This project comes with type hints, and it's strongly recommended to make use of them.
The data model of an Audacity project (which the parsed XML is validated against when
the `project` attribute is read) can be found in the [`project`](aup3/project.py) module.
Because I'll likely be too depressed to maintain this, you may need to first look at
the raw XML tree in `raw_project` and make some small changes to bring it up to date with
newer versions of Audacity ;( This project was written against 3.7.3 and I'm cautiously
confident the schema has full coverage for it.

The other thing an `.aup3` file contains is 'sampleblocks', which are small (up to 1MB)
arrays of audio samples with little additional metadata. These blocks are referenced
by `WaveBlock` objects inside a `WaveClip` object (which is the minimum unit of audio
that the user can interact with through the GUI). Sampleblocks can be fetched as NumPy
arrays through the `AUP3.get_block` method, but since sampleblocks carry no channel
information, for non-mono tracks you'll need to reshape the array into the right
number of channels. Each sampleblock can be stored in a different sample format (see
`project.SampleFormat`) but by default `get_block` will always return a float32 array
(other sample formats are converted to float32 and normalized to -1..+1 range). If you
don't want this, pass `normalized=False` and an array of the right dtype will be returned
depending on the stored sampleformat, without any manipulation.

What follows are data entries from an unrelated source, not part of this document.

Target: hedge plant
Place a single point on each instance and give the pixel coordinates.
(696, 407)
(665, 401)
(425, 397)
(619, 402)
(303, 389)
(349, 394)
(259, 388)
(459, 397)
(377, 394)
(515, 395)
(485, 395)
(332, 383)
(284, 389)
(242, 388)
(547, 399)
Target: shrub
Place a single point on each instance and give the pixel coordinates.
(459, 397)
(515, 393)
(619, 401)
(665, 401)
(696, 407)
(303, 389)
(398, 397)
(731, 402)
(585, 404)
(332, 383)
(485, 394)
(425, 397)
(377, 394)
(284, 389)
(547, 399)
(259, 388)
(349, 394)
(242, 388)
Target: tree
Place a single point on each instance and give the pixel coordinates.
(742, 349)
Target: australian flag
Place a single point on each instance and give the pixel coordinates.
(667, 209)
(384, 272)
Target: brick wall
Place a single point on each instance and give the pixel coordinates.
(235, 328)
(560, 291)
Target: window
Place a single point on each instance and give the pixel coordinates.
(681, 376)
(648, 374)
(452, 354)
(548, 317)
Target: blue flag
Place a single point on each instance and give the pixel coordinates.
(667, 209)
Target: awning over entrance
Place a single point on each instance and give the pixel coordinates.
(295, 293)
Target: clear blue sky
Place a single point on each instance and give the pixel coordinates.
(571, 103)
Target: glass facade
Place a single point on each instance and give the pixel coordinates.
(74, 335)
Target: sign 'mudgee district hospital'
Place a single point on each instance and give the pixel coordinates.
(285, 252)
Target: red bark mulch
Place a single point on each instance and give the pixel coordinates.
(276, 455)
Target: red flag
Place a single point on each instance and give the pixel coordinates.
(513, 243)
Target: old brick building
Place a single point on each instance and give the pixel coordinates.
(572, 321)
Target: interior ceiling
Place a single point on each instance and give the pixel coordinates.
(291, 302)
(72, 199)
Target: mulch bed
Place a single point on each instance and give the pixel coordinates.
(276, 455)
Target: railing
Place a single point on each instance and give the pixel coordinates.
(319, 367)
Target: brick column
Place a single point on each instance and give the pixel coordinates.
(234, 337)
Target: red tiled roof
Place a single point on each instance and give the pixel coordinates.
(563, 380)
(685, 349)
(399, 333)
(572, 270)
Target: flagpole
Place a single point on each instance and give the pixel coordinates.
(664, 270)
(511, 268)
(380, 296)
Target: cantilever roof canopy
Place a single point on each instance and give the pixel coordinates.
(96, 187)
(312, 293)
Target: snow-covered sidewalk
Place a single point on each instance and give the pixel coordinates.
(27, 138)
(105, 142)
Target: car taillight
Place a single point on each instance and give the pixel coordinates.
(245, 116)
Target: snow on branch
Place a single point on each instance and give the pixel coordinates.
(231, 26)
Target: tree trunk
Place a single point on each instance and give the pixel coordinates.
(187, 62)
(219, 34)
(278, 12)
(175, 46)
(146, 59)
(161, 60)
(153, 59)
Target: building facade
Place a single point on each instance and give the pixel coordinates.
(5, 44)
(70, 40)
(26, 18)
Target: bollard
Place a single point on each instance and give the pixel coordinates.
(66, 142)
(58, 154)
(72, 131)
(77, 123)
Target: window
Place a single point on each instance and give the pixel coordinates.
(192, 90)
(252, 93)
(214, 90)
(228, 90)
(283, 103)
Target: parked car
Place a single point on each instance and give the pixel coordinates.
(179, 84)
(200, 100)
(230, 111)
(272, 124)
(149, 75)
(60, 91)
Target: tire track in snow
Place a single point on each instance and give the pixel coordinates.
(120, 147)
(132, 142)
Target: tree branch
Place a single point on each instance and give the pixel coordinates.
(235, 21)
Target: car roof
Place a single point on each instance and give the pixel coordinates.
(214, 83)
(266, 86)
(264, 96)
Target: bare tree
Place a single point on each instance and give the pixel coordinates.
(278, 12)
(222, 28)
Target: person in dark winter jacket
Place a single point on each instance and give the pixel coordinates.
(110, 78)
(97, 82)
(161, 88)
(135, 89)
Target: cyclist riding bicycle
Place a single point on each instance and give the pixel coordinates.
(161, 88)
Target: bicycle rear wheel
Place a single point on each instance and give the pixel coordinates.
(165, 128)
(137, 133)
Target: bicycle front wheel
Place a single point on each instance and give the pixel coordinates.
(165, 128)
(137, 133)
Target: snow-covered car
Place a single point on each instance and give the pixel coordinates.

If you wish to modify the project data, you can simply write the attribute and it will
be updated / committed into the database. You have to actually assign the attribute;
mutating it is not enough. Reading `project` fetches and parses a brand new object from
the database, so save it into a variable, modify it as needed, then write it back.
Same goes for `raw_project`.

Be aware some details about the encoding are not preserved in the dataclass representation
(in particular, when Audacity encodes a floating point attribute, it also encodes a "number
of digits" and this will get replaced with 7 and 19 for single and double precision floats
respectively) so you might want to make a backup just in case. For consistency reasons
it's a bad idea to have the file open in Audacity while it's being modified (see also the
`close` method). Also Audacity has these redundant `num<thing>` attributes which should
be kept in sync with the amount of things you put as children.

## Other APIs

For more advanced use cases like forensics, you might want to use the other modules directly:

 - **`xml`**: [de]serializer for Audacity's seemingly custom binary XML serialization scheme.
   Includes:

   - A low-level streaming parser to convert between the binary stream and an iterator of
     `Token` objects. These are are low-level commands: they start a tag, end a tag, append
     an attribute, append a text node or define an interned string (for later referencing by
     a tag or attribute command). This layer is fully lossless.

   - A high-level layer that converts between the `Token` stream and a tree representation of
     the XML data. It will enforce tree structure (no stray or duplicate attributes, no
     stray or invalid end tag commands) and de-intern the strings. A few properties of the
     low-level stream are lost (set/order of interned strings, choice of string encoding)
     but is still otherwise lossless as it makes no assumptions on the model of the data.

   - A convenience `decode` / `encode` API that combines these two layers into a full parser
     for the two BLOBs found in the `.aup3`, as well as `get_root` / `make_root` which handle
     the initial validation / normalization of a parsed XML document.

 - **`project`**: [un]marshaller of a parsed XML tree (from the `xml` module) into Python
   dataclasses representing each XML element. The XML data is validated against the dataclass
   annotations, which also specify which kind of attribute type is used in the XML binary
   serialization (int, long, longlong, size_t, bool, string, float, double) and this validation
   is strict by default, meaning it will raise an error upon encountering any unexpected
   attribute or element. The unmarshaller is rather basic (it doesn't support text nodes)
   but appears to be sufficient for Audacity's data model.

   This module also contains the dataclass definitions for Audacity's project data model.

 - **`aup3`**: This is the main API, described above, which can manipulate `.aup3` files.

## Wishlist

 - Full write support (methods to delete, modify or add sampleblocks are currently missing)
 - Verify everything (including attr and child node order) against the C++ source code
 - Add enum support to the unmarshaller so that we can make e.g. `sampleformat` fields
   have the right enum type rather than `int` or `SizeT`
 - Validate/remove the `num<thing>` attributes when parsing, add them back when serializing
 - Unit tests
 - This can theoretically made to work all the way up to python 3.9 (when `Annotated` was
   introduced); ensure it's the case
 - Ideally make `ElementSerializer` a metaclass, like in [py-struct](https://github.com/mildsunrise/py-struct)
 - API to create projects from scratch
 - Ability to open in read-only mode